EU Fines Google $5 Billion for Android Abuses
Regulators from the European Commission issued a record $5 billion antitrust fine to Google today, asserting that the search giant has abused its power in the smartphone market.
“Our case is about three types of restrictions that Google has imposed on Android device manufacturers and network operators to ensure that traffic on Android devices goes to the Google search engine,” EU Competition Commissioner Margrethe Vestager said in a prepared statement. “Google has used Android as a vehicle to cement the dominance of its search engine. These practices have denied rivals the chance to innovate and compete on the merits.
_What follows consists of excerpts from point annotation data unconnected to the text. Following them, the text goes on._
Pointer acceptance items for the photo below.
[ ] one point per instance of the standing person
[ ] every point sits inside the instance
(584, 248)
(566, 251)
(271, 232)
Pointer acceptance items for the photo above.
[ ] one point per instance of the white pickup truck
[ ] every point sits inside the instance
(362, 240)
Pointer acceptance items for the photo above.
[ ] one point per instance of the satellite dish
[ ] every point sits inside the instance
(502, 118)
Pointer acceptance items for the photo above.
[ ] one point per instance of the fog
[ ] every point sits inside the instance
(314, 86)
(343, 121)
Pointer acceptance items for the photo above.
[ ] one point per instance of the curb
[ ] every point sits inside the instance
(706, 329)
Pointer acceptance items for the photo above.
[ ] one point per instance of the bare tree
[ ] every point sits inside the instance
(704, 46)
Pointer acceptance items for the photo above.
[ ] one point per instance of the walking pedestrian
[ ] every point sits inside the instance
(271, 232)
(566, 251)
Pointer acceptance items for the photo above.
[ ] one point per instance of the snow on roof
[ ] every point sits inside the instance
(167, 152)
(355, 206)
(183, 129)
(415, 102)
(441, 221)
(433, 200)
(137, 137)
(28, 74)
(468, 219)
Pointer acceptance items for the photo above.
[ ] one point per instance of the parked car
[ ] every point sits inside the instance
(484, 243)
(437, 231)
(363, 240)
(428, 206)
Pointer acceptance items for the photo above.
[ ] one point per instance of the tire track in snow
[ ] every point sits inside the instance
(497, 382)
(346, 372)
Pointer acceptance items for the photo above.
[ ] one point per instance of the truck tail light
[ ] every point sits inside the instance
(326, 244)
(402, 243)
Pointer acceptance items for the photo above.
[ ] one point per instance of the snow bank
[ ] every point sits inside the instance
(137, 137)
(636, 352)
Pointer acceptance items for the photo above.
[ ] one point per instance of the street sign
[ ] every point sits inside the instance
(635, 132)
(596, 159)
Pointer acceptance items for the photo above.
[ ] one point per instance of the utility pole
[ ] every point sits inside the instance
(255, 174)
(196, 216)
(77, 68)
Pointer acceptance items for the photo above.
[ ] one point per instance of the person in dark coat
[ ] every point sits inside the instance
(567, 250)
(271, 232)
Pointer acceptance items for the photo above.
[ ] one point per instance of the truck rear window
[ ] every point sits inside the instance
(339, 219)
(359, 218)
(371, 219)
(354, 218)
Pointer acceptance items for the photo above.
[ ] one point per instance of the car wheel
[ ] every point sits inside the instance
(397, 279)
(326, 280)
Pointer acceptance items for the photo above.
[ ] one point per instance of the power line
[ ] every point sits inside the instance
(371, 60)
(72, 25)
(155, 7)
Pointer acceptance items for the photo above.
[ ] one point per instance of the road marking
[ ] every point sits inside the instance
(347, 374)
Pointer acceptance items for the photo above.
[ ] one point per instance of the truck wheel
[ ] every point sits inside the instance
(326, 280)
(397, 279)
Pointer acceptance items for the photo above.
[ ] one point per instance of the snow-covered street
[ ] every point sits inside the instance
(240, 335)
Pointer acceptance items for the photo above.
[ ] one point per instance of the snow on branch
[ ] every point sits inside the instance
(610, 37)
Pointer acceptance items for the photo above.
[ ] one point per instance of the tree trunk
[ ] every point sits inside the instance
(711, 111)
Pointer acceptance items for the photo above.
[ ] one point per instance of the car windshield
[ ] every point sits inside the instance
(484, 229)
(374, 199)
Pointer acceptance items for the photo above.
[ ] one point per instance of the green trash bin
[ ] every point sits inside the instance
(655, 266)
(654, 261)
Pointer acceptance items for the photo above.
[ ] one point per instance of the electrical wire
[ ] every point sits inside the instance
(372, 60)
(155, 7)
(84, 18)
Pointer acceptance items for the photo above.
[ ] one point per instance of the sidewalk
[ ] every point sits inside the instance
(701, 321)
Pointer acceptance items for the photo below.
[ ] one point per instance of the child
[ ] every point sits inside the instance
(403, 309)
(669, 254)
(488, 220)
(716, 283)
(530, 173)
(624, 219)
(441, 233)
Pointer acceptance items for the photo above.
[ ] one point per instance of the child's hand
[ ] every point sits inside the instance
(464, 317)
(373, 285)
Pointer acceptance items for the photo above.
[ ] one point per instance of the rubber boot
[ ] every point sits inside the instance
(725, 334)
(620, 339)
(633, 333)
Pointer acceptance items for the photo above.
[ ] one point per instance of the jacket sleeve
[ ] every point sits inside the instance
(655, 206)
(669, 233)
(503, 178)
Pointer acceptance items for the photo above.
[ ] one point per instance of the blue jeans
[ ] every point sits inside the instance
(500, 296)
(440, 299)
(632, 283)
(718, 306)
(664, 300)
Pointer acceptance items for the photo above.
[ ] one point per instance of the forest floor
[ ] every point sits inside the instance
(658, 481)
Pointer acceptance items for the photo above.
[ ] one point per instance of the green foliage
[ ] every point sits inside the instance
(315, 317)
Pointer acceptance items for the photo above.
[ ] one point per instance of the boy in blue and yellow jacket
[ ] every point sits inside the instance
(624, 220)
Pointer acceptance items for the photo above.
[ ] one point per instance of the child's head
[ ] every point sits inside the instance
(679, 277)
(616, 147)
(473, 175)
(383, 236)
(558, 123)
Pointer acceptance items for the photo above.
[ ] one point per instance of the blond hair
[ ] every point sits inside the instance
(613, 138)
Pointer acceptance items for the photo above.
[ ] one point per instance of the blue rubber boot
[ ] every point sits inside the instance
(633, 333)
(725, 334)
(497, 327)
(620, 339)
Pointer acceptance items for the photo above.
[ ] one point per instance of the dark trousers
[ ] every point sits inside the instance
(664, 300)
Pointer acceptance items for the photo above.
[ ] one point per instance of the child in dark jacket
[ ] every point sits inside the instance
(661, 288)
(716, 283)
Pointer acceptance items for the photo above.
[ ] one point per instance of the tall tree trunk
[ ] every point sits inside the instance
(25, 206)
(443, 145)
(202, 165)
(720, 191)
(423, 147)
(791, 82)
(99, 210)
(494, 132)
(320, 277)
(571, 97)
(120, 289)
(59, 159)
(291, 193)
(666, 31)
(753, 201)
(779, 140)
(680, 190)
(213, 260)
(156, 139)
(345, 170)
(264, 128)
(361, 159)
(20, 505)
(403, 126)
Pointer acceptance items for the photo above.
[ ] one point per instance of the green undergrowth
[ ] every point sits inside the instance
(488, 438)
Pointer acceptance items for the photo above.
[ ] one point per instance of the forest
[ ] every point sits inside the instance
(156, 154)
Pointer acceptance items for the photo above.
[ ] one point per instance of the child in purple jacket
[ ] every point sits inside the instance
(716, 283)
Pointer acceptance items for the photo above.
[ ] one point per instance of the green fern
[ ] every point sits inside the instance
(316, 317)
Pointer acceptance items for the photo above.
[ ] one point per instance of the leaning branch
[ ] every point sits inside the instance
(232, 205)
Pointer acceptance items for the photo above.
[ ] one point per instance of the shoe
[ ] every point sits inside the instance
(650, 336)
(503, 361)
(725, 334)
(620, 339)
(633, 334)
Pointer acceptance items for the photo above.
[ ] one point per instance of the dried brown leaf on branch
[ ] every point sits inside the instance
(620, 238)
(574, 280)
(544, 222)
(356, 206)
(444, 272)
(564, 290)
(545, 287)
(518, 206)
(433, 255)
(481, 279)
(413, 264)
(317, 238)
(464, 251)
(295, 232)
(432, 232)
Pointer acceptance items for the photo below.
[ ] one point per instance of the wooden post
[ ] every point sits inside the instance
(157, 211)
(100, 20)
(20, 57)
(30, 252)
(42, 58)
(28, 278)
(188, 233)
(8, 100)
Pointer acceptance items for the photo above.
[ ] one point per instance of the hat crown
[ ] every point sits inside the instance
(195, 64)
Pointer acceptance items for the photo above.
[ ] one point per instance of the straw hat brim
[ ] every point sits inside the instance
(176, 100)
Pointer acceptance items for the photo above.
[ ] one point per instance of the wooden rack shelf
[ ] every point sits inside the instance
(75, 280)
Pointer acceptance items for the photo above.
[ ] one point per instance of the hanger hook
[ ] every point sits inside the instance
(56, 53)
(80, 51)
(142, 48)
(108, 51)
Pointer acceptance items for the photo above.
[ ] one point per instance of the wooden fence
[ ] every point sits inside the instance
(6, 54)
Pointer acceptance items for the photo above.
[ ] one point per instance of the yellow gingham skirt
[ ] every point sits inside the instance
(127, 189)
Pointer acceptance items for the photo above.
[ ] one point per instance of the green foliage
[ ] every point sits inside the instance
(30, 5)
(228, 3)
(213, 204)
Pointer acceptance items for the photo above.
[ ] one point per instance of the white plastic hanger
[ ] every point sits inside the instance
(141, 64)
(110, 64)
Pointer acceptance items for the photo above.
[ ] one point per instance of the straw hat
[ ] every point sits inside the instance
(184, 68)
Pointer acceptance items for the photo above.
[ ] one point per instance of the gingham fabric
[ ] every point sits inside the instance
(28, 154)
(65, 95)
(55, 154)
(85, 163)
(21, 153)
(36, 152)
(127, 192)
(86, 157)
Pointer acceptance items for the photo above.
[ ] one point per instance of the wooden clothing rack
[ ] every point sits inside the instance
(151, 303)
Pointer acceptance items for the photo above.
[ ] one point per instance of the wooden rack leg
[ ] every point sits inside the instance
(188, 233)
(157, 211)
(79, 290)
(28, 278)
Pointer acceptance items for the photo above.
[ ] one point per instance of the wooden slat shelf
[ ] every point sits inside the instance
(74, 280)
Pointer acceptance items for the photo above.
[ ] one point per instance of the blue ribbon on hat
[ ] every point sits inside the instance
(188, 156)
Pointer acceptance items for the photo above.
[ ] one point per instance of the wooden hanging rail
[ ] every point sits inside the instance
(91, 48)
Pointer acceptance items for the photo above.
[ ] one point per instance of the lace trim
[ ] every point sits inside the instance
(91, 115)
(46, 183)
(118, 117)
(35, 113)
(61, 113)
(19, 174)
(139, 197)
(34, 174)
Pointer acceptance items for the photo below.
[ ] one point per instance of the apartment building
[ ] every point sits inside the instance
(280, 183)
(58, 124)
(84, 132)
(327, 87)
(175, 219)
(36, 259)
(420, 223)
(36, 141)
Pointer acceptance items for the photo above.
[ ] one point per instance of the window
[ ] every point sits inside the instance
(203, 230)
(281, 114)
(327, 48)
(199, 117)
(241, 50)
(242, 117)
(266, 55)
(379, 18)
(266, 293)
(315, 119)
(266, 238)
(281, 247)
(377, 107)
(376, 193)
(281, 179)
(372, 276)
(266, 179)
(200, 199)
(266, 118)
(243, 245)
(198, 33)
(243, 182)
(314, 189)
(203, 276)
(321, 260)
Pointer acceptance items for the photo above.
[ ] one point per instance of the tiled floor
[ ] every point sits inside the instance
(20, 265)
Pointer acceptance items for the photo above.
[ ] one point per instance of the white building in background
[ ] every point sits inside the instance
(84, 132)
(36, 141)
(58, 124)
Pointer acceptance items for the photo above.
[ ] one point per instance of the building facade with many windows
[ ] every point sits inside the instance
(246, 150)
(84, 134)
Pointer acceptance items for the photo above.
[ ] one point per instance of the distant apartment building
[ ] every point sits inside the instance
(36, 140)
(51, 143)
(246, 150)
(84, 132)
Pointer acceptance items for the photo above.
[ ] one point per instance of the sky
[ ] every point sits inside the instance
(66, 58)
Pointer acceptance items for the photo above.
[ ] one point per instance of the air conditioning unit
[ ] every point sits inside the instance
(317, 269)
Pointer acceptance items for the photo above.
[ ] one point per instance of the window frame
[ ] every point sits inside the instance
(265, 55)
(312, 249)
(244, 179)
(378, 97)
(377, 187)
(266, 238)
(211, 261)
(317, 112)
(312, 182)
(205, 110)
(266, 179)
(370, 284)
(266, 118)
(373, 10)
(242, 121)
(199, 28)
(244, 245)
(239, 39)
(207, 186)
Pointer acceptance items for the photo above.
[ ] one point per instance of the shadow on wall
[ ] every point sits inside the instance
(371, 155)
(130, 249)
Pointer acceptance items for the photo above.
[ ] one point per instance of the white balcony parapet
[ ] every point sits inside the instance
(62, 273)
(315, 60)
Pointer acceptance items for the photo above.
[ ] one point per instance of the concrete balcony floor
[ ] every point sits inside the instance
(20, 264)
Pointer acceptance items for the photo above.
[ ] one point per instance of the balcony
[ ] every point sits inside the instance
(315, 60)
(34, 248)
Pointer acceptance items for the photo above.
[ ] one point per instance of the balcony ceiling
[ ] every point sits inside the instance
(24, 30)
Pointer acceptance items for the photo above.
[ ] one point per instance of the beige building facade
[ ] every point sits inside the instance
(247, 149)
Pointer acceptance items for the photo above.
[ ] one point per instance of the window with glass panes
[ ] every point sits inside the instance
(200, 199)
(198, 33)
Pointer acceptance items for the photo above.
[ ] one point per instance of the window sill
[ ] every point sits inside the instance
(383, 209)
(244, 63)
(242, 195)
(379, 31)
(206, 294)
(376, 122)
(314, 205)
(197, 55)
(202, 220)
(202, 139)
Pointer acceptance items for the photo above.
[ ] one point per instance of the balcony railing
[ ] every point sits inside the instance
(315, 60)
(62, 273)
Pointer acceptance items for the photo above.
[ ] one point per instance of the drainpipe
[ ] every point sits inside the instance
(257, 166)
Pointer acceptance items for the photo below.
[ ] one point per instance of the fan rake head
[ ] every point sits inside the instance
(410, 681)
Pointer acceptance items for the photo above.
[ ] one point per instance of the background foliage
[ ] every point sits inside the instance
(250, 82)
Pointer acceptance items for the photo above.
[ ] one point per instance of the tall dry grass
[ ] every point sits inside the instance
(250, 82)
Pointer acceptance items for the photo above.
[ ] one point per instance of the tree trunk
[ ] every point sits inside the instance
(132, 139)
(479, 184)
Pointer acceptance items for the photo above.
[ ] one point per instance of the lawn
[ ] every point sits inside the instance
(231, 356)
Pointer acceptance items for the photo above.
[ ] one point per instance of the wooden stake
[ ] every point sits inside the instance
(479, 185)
They have denied European consumers the benefits of effective competition in the important mobile sphere. This is illegal under EU antitrust rules.”
Those three types of restrictions, the EU says, are:
- Google requires hardware makers to pre-install the Google Search app and Chrome web browser as a condition for licensing Google’s mobile app store, the Google Play Store.
- Google pays “certain large manufacturers and mobile network operators” to exclusively pre-install the Google Search app on their devices.
- Google prevents hardware makers that want to pre-install Google apps from selling even a single mobile device running on alternative Android versions (or “forks”) that were not approved by Google.
The EU says that Google has imposed these illegal restrictions on Android device makers and mobile network operators since 2011, and it has done so to illegally “cement its dominant position in general Internet search.”
Google now has 90 days to change its business practices or it will face a daily fine of up to 5 percent of the average daily worldwide turnover of Alphabet, Google’s parent company, the EU says.
Google, predictably, says it will appeal, and given the speed at which justice works in Europe, this case will continue to be dragged out for several years.
“The [EU] decision ignores the fact that Android phones compete with iOS phones,” Google CEO Sundar Pichai writes in an op-ed piece on an official Google blog. “It also misses just how much choice Android provides to thousands of phone makers and mobile network operators who build and sell Android devices; to millions of app developers around the world who have built their businesses with Android; and billions of consumers who can now afford and use cutting-edge Android smartphones.”